The past is not true
Length: • 2 mins
Annotated by Ayush Chaturvedi
When I was 17, I was driving recklessly and crashed into an oncoming car. I found out that I broke the other driver’s spine, and she’ll never walk again.
I carried that burden with me everywhere, and felt so horrible about it for so many years that at age 35 I decided to find this woman to apologize. I found her name and address, went to her house, knocked on the door, and a middle-aged woman answered. As soon as I said, “I’m the teenager that hit your car eighteen years ago and broke your spine”, I started sobbing - a big ugly cry, surfacing years of regret. She was so sweet, and hugged me saying, “Oh sweetie, sweetie! Don’t worry. I’m fine!” Then she walked me into her living room. Walked.
Turns out the news had been miscommunicated. Yes she fractured a couple vertebrae but it never stopped her from walking. She said “that little accident” helped her pay more attention to her fitness, lose weight, and since then has been in better health than ever. Then she apologized for causing the accident in the first place. Apologized.
I said, “Well, no, it was my fault for ignoring the yield sign.”
She said, “No, it was my fault because I was eating while driving and not watching the road. You didn’t hit me. I hit you.”
Seems we had both been told the accident was our fault, and had spent eighteen years feeling bad about it. This time she started crying, sniffled, grabbed a tissue to wipe her eyes and said, “It’s so stupid - these stories.”
Aim a laser pointer at the moon, then move your hand the tiniest bit, and it’ll move a thousand miles at the other end. The tiniest misunderstanding long ago, amplified through time, leads to piles of misunderstandings in the present.

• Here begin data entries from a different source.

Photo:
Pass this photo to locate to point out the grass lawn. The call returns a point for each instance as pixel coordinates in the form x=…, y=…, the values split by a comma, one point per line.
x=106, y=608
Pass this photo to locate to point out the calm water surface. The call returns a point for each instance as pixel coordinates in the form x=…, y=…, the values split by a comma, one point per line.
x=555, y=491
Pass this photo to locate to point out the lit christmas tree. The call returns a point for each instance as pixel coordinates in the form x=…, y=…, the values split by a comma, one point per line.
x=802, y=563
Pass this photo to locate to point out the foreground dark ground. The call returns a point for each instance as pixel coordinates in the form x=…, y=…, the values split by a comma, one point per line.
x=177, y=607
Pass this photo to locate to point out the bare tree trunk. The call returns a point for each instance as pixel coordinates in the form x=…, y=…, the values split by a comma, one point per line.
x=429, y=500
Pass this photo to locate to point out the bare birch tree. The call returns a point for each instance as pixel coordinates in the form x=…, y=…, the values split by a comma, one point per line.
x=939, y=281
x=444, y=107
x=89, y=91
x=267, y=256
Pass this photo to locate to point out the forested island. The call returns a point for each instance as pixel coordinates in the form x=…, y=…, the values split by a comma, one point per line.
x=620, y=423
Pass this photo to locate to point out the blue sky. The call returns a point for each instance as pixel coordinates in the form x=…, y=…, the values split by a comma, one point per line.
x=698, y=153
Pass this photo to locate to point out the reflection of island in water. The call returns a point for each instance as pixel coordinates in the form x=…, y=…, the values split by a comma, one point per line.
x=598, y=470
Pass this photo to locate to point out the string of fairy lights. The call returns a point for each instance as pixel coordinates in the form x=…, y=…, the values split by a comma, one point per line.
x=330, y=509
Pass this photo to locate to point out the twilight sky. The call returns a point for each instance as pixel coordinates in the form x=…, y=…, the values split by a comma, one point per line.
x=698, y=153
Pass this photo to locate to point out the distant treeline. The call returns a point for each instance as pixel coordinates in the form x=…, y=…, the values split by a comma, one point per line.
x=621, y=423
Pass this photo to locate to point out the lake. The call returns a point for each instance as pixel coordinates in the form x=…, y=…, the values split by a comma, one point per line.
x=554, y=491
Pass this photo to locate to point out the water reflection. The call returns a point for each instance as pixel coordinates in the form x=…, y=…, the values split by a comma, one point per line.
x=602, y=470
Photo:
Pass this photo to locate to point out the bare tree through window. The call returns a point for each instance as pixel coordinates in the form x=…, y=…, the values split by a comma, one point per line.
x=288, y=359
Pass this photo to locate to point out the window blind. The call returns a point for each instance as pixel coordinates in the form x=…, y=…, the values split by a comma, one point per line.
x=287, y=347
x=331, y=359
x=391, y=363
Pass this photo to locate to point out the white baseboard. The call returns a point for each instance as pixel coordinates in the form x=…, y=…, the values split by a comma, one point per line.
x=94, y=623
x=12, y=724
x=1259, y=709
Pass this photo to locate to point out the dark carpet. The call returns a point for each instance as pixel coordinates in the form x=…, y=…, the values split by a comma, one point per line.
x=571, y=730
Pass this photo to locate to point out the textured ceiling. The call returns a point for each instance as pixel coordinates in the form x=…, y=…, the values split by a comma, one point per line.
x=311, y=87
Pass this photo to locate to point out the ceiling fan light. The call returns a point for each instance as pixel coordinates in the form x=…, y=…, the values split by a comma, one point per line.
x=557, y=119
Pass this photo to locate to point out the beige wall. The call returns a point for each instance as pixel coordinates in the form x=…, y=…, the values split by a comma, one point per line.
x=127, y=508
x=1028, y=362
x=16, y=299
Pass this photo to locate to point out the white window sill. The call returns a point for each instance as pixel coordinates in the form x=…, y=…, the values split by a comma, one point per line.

We think of the past like it’s a physical fact - like it’s real. But the past is what we call our memory and stories about it. Imperfect memories, and stories built on one interpretation of incomplete information. That’s “the past”.
History is not true. You can change history. The actual factual events are such a small part of the story that they’re almost insignificant. Everything else is interpretation.
It’s never too late to change a story.